Baby yoga is on the timetable of nearly every yoga studio these days, but it wasn’t always that way. When I started classes in Exeter, nearly fourteen years ago, baby massage was a thing, but baby yoga was still pretty much unheard of. There was postnatal yoga with babies, but the kind of baby yoga class I wanted to go to, didn’t really exist,.

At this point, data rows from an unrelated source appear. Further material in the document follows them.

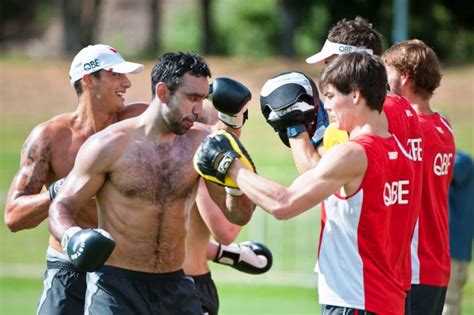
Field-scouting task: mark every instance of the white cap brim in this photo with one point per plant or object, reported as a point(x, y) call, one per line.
point(331, 48)
point(126, 67)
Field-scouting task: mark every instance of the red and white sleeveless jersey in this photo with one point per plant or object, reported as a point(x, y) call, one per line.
point(403, 123)
point(355, 251)
point(430, 244)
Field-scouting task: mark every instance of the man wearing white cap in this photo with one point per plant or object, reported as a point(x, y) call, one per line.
point(397, 115)
point(140, 171)
point(98, 75)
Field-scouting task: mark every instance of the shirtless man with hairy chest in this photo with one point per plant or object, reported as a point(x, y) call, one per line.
point(140, 170)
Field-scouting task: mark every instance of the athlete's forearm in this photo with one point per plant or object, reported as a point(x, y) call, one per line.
point(27, 211)
point(61, 217)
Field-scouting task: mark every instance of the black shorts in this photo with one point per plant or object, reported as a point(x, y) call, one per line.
point(112, 290)
point(207, 293)
point(64, 289)
point(427, 299)
point(339, 310)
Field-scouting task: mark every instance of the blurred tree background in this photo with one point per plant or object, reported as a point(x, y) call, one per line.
point(288, 28)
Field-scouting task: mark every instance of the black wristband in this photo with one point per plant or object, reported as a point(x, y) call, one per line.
point(295, 130)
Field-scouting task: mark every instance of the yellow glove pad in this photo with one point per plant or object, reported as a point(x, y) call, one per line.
point(333, 136)
point(216, 154)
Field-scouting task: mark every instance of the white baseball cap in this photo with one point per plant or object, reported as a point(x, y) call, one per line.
point(100, 57)
point(331, 48)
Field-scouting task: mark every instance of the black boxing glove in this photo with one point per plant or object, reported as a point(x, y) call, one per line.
point(54, 188)
point(88, 249)
point(249, 257)
point(230, 98)
point(289, 104)
point(216, 154)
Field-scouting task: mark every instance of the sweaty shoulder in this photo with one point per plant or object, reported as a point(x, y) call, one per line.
point(57, 127)
point(107, 145)
point(200, 130)
point(348, 157)
point(132, 110)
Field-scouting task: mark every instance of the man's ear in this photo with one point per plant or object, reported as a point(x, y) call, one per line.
point(356, 96)
point(87, 80)
point(404, 78)
point(162, 92)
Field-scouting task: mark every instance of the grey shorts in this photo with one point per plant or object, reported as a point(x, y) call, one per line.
point(64, 289)
point(112, 290)
point(207, 293)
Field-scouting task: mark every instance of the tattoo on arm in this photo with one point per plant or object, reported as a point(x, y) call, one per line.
point(34, 166)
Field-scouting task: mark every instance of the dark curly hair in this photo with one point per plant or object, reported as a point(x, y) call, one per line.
point(358, 32)
point(171, 67)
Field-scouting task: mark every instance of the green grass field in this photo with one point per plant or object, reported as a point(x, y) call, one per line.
point(289, 288)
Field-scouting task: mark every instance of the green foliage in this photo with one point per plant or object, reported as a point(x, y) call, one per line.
point(246, 28)
point(311, 29)
point(181, 28)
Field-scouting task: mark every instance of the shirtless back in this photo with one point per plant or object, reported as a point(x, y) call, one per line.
point(142, 175)
point(48, 155)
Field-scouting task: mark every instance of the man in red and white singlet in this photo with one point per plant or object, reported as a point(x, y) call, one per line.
point(414, 73)
point(362, 180)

This was apparent in the kind of enquiries I got at the start. ‘How do you do yoga with a baby? Do you use it as a weight?’ I couldn’t blame them. I’d being teaching prenatal and postnatal yoga for a while; I’d done children’s yoga training, workshops with Birthlight and Sitaram; but what I had in mind was something slightly different. I was a mother of an eight-month old baby and I knew for certain that he wasn’t going to behave like the babies in the yoga books, lying patiently while I gazed lovingly down at him from a tree pose. And he certainly wasn’t going to pose in his down dog under my down dog. There may be a single moment when your down dog coordinates with your baby’s – in fact it does happen in my classes now and then, but we don’t aim for it. I don’t know how long it takes to set up these photos (and they are beautiful), but I was after something that embraced all the imperfections of parenting, not the perfect illusion.

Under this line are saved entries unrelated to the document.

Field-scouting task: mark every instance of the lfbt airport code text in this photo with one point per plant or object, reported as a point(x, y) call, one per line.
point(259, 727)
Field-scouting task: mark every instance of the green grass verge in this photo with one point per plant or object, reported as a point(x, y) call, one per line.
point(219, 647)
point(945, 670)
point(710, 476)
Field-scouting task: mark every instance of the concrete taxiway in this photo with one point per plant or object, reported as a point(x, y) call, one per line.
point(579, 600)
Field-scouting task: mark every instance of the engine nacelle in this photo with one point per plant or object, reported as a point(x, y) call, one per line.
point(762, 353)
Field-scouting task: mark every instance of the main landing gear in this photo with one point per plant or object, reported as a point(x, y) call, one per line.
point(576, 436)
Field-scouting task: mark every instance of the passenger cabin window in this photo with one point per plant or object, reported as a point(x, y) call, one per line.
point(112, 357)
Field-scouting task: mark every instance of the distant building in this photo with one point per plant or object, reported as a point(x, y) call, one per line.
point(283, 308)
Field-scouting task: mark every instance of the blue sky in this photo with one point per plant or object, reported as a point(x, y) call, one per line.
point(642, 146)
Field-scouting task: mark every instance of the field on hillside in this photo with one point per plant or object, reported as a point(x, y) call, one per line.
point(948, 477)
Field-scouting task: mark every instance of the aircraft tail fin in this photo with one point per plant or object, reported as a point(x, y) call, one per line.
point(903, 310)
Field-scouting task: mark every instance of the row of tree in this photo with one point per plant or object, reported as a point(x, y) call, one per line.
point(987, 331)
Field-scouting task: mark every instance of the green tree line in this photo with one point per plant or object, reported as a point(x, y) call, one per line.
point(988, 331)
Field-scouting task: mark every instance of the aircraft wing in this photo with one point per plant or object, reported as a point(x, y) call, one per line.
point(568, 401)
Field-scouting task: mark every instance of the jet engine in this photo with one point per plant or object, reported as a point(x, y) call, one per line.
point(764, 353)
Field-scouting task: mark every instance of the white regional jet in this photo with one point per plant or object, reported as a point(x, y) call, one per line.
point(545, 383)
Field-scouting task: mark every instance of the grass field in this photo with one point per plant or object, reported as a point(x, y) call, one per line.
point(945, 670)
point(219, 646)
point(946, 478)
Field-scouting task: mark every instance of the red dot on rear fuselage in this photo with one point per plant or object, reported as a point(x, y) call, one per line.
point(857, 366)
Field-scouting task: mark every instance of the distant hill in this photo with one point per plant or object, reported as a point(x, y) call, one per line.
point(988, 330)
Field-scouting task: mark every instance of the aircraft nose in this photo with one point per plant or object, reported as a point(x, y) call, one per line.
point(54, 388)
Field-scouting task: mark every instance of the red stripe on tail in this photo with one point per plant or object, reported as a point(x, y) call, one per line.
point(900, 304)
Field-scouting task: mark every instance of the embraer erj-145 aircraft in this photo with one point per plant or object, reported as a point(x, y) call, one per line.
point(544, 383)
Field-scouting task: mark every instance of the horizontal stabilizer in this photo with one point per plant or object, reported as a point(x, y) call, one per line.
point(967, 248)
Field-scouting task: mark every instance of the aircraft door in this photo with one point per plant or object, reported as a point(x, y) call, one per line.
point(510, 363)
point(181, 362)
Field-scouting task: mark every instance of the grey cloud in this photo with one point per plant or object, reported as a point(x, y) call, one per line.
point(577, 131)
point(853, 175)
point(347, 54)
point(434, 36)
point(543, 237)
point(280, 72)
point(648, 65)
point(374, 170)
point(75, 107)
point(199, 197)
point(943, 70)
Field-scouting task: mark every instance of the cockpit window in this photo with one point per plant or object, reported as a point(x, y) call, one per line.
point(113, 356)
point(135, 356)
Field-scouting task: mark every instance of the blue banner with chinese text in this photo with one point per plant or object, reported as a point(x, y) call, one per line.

For me, yoga is about reality. It’s about seeing things as they are, with no illusions, unattached from the narrative or expectations we attach. Those phrases that stick in our consciousness: I should be able to…I’m not good enough at… came up more than ever for me when trying to be a parent. I wanted a class where they were totally irrelevant and where everyone felt as though whatever they or their baby was doing was perfect. I also wanted the classes to be useful, to offer practical ways of calming babies and soothing colic, or how to do some relaxed breathing in the middle of the night when your baby won’t sleep. And, importantly, I wanted it to be fun. Because being a parent is hard enough.
The one thing I was certain of was that I didn’t want to run a class where mothers couldn’t relax doing their yoga because their baby was crying, or feel any more pressure than they already did about whether their baby was behaving, performing. Or feel frustrated because they’d carved out this time to do something for themselves and they’d spend the hour either carrying their baby around or feeding. Don’t get me wrong – I am a big fan of postnatal yoga, which I also teach, but I just had something slightly different in mind.

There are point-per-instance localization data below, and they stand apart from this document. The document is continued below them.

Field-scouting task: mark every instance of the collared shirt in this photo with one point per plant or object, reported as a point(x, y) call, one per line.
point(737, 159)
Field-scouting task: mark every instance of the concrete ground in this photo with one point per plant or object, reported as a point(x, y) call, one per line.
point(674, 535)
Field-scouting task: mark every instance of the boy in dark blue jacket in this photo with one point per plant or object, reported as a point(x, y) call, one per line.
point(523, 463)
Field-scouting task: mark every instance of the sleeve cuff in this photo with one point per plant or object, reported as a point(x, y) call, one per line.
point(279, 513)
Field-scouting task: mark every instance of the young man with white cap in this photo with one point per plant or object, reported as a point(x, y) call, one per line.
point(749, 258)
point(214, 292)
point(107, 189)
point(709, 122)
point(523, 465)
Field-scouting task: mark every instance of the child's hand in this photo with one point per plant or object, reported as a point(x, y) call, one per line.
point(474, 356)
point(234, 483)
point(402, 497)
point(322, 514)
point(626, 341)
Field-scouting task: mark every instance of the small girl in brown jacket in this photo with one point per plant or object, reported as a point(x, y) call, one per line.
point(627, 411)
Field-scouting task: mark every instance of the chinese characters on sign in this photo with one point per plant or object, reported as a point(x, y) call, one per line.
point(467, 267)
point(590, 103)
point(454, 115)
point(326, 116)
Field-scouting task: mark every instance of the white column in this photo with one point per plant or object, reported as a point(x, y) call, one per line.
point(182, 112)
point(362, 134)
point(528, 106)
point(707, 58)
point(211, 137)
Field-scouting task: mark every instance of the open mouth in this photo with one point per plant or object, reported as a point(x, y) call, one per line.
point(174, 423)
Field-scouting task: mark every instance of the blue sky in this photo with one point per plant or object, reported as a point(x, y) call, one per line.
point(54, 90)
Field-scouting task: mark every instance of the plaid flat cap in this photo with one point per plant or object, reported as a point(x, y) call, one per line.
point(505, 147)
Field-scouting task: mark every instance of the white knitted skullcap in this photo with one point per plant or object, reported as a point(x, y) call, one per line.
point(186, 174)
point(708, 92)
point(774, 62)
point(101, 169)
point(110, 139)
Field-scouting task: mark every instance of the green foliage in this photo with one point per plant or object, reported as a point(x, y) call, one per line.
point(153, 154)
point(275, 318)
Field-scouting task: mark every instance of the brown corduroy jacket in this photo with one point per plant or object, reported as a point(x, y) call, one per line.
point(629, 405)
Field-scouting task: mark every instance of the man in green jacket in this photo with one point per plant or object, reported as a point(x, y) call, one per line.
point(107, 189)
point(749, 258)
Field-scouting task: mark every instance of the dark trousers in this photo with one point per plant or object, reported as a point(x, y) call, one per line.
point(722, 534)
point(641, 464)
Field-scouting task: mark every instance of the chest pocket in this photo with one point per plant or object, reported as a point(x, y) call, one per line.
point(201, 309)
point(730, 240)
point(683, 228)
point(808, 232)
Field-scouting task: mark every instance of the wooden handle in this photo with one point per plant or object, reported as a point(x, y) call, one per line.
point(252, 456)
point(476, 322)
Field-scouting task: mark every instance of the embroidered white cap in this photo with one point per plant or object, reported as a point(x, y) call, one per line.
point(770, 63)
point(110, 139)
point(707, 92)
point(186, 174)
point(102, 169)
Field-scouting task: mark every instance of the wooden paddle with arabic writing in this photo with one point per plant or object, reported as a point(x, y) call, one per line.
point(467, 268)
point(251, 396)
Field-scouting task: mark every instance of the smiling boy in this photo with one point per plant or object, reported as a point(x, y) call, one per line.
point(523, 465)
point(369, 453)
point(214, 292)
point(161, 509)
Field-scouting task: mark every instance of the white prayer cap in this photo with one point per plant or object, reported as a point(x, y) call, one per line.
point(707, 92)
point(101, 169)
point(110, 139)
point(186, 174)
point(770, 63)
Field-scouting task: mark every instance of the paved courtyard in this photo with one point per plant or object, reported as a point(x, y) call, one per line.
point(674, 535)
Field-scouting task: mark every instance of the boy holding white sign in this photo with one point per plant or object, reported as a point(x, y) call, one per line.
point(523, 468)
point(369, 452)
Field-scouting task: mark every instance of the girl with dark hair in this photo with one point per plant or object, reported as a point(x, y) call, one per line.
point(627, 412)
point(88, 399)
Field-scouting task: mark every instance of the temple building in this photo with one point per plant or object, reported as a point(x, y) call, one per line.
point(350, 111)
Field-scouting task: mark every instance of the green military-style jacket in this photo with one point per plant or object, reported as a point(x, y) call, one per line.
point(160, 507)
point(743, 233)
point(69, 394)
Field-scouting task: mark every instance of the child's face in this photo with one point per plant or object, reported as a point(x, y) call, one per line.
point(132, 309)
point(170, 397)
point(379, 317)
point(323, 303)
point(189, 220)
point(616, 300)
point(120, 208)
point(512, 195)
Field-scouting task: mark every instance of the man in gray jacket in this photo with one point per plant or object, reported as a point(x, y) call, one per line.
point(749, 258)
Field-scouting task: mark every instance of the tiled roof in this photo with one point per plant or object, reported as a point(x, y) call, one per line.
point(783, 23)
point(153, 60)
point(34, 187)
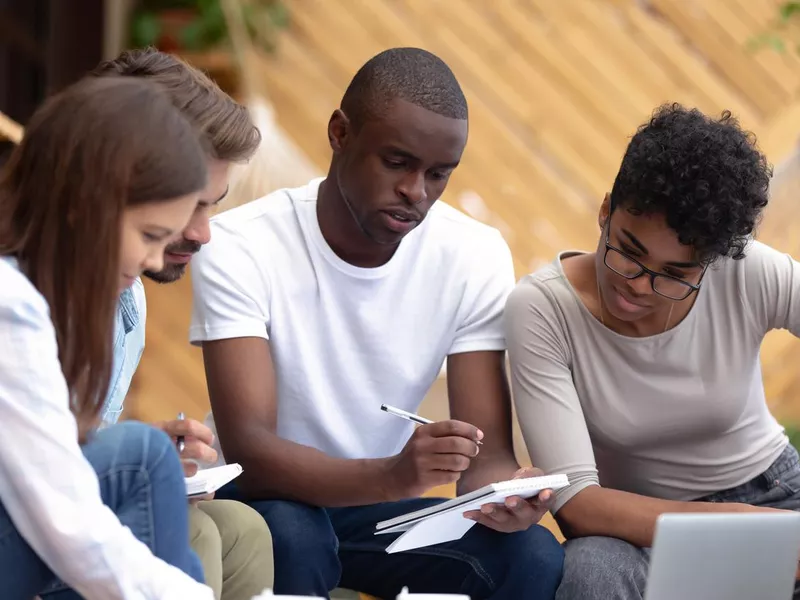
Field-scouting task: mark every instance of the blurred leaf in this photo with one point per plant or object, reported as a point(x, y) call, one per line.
point(192, 36)
point(789, 10)
point(145, 30)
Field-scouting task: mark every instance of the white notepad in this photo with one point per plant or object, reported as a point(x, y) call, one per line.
point(210, 480)
point(445, 522)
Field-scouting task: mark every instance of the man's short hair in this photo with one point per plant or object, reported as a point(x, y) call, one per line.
point(409, 74)
point(226, 124)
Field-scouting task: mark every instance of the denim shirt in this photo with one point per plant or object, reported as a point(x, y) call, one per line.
point(128, 347)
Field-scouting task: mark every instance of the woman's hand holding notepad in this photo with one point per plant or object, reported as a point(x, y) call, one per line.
point(515, 513)
point(446, 522)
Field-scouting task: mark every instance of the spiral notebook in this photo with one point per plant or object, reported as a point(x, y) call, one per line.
point(445, 522)
point(210, 480)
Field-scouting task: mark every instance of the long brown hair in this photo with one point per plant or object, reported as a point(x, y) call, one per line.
point(228, 127)
point(89, 152)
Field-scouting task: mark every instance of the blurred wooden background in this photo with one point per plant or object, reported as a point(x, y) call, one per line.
point(555, 90)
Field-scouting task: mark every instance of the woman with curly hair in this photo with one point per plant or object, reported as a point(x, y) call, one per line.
point(635, 368)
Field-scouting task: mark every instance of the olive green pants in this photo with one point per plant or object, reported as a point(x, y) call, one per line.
point(235, 547)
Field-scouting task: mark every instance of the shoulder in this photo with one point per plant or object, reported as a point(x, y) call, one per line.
point(250, 220)
point(20, 301)
point(454, 228)
point(538, 293)
point(759, 266)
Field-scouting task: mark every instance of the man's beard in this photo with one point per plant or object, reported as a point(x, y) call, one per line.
point(173, 271)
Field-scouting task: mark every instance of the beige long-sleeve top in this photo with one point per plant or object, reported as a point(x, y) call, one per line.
point(677, 415)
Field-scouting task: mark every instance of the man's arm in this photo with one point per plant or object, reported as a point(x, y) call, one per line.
point(478, 392)
point(241, 383)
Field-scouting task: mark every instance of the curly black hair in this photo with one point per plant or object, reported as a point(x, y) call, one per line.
point(707, 176)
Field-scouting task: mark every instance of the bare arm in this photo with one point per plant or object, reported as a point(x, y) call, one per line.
point(630, 517)
point(477, 388)
point(241, 383)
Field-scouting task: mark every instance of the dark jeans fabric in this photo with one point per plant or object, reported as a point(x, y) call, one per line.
point(318, 549)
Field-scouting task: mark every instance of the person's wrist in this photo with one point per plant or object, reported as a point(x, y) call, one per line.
point(387, 481)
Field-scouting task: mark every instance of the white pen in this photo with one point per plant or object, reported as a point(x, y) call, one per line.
point(399, 412)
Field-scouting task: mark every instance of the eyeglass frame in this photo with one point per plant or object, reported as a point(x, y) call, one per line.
point(693, 288)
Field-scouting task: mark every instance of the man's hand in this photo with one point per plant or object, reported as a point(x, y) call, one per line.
point(197, 442)
point(435, 455)
point(516, 514)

I was sure there must be a way to nurture both parents and babies that put babies at the centre and emphasised, above all else, the interaction between parent and baby. I also didn’t want my class to have a purely postnatal focus, as I wanted it to be open to anyone caring for their baby – mums, dads, grandparents and carers. So, from the beginning, we advertised the classes as ‘yoga for babies and their grownups.’
So, based on my own yoga practice and teaching, all the research I could find and my own experience as a mother, the first Yoga Babies class started in March 2006, with three mothers and their babies, in a slightly damp basement. Since then, the locations and the numbers have changed, but the classes have remained true to their original concept. We start with some grounding and as much breathing as we can get away with. Then we focus on stretching and releasing areas that get tense while holding and feeding babies, such as neck, shoulders and upper backs and then, after grown up yoga with lots of clapping and clicking fingers to engage babies, we turn to the babies. When I started, the songs I wanted to go with the baby stretches didn’t exist, so I made them up. We go through relaxed holding and carrying, soothing techniques, baby meditation (yes, really), and we end with relaxation. After all these years, I am amazed nearly every week at how this actually works, that most of the class are lying with their babies, relaxing together. It’s like a little miracle. And I love it.